Zweimal ist die 55-jährige Literaturübersetzerin bereits gegen den Amtsinhaber Rupert Monn angetreten, 2006 und 2012. In beiden Wahlen erzielte sie respektable Ergebnisse, war aber chancenlos gegen Monn. Inzwischen haben sowohl Link als auch ihre Wählervereinigung QUH politische Erfahrung gesammelt. Die QUH ist seit 2008 im Gemeinderat vertreten, derzeit mit vier Vertretern.

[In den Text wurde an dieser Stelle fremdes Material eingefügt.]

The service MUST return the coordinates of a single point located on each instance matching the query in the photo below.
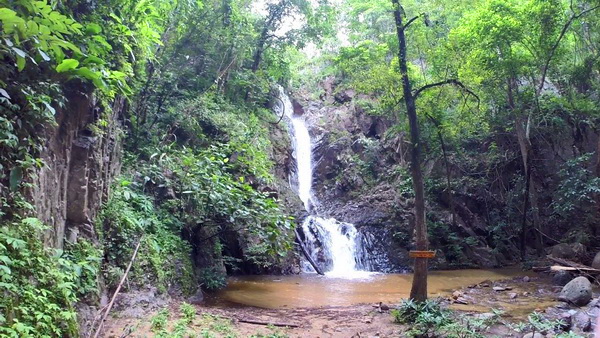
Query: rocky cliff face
(80, 163)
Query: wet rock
(197, 298)
(485, 316)
(580, 251)
(577, 292)
(566, 320)
(484, 257)
(562, 278)
(582, 321)
(563, 250)
(345, 96)
(596, 262)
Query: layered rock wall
(80, 163)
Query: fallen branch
(260, 322)
(566, 262)
(112, 300)
(568, 268)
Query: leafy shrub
(163, 258)
(212, 279)
(39, 286)
(576, 197)
(429, 319)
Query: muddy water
(315, 291)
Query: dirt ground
(515, 298)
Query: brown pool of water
(307, 290)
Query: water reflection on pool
(309, 290)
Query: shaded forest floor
(507, 303)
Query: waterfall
(334, 245)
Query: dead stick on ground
(112, 300)
(260, 322)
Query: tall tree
(419, 285)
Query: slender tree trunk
(419, 285)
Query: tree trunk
(530, 196)
(419, 285)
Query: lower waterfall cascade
(335, 246)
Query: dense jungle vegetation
(186, 90)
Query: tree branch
(557, 43)
(454, 82)
(411, 21)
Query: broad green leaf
(93, 28)
(93, 59)
(7, 14)
(66, 65)
(87, 73)
(4, 93)
(20, 63)
(50, 108)
(19, 52)
(44, 55)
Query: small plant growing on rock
(188, 312)
(159, 321)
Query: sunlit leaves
(66, 65)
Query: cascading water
(333, 245)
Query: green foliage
(576, 198)
(424, 317)
(163, 258)
(429, 319)
(159, 320)
(86, 260)
(212, 279)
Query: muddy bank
(500, 307)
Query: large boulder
(533, 335)
(577, 292)
(562, 278)
(563, 250)
(596, 262)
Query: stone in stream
(562, 278)
(596, 262)
(577, 292)
(582, 321)
(563, 250)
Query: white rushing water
(332, 244)
(302, 150)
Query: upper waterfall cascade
(334, 245)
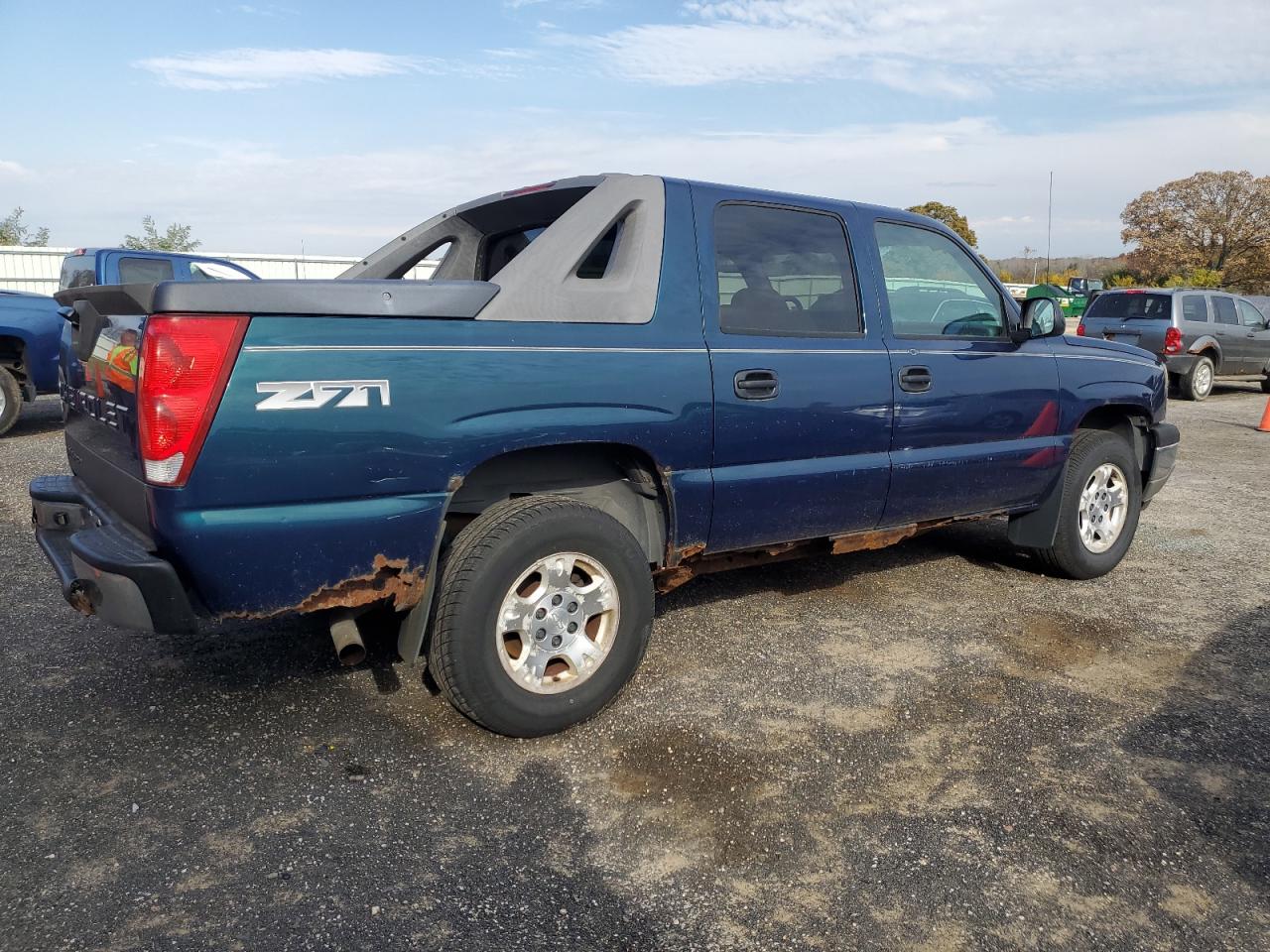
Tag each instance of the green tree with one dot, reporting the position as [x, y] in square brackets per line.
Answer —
[14, 232]
[176, 239]
[952, 217]
[1215, 221]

Nun also Wahlkampf noch vor Weihnachten. Die anderen Gruppierungen im Gemeinderat wollen ihre Kandidaten noch nicht nennen oder haben noch gar keine (siehe Kasten). Die QUH hat unterdessen ihre erste Veranstaltung schon angekündigt. „Das Wahlkampfjahr beginnt“, sagte Link in der Versammlung am Montagabend. „Den Anfang macht ein Neujahrsempfang im Marstall, voraussichtlich im Februar, mit einem Vortrag von Michael Pröttel über ,Winterträume – Winterfluchten‘, winterliche Ausflugsmöglichkeiten in der Umgegend.“ Sie wünsche sich Kreativität und schöne Ideen für einen fairen Wahlkampf, ergänzte sie. Dass die QUH mehr junge Leute für Politik interessieren könne und die Teamarbeit in der Partei weiter so gut funktioniere. QUH steht für quer – unabhängig – heimatverbunden. Die Gruppierung gründete sich vor zwölf Jahren, eben weil es keinen Gegenkandidaten zu Rupert Monn gab.

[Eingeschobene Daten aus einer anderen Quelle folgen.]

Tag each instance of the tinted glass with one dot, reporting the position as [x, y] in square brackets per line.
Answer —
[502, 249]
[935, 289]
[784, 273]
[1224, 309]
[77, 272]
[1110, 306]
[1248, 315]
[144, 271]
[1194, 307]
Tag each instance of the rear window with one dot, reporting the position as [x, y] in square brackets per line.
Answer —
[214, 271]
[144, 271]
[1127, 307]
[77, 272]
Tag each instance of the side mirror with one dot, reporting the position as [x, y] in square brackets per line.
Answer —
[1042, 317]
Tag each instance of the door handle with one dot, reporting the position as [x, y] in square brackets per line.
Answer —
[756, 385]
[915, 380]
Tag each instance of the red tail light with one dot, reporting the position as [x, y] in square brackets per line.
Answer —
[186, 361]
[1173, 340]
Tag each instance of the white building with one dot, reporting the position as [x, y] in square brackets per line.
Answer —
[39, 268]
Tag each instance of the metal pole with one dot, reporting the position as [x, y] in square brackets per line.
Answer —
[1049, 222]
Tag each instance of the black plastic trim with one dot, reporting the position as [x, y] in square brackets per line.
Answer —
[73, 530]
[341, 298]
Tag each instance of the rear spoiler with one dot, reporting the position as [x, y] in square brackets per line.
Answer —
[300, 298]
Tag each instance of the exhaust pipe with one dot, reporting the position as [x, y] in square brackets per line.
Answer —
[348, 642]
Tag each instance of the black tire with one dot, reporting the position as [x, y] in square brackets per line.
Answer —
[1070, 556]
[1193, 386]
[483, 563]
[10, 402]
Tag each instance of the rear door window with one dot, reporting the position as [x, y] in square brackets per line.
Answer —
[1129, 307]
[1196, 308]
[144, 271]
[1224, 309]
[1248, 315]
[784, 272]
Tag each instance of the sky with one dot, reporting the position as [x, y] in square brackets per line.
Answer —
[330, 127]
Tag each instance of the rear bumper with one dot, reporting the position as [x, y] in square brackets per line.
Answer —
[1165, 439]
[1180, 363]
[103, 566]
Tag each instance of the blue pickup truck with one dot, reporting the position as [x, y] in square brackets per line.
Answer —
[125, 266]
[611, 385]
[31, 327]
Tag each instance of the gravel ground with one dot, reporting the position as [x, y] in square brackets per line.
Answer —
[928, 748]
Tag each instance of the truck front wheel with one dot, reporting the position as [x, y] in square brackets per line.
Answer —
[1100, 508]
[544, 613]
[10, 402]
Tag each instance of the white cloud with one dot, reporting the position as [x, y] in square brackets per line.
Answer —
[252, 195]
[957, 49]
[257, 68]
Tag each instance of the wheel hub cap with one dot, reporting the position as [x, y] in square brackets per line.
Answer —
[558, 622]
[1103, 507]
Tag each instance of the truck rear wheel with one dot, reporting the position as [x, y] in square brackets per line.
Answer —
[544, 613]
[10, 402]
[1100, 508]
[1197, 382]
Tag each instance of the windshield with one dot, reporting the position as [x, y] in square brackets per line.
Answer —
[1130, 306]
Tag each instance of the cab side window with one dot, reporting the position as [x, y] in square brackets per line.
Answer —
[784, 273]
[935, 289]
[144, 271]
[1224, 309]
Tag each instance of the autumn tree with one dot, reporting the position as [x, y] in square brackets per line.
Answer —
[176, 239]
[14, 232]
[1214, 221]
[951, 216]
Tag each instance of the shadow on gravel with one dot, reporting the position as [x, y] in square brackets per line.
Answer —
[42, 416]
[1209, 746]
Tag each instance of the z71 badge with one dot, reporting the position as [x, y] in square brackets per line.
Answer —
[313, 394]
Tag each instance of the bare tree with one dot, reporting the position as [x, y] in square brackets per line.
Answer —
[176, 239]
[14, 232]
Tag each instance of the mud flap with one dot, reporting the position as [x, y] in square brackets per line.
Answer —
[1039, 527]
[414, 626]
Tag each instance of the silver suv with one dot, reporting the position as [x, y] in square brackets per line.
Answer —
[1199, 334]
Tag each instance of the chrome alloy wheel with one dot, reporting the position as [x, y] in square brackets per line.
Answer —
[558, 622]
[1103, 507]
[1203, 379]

Die Wahlkampfkasse der QUH ist mit etwas mehr als 7000 Euro noch nicht ausreichend gefüllt. „Dieses Jahr haben wir eine einzige Spende über 100 Euro bekommen, das muss sich nächstes Jahr ändern“, sagte Link auf Anfrage. In der Versammlung sprach ein Vertreter der Firma Fokus Zukunft, die Firmen über den Kauf von UN-Zertifikaten klimaneutral stellt. Die QUH will sich als erste politische Gruppierung klimaneutral stellen. „Und wir wollen einen klimaneutralen Wahlkampf führen“, kündigte Link an.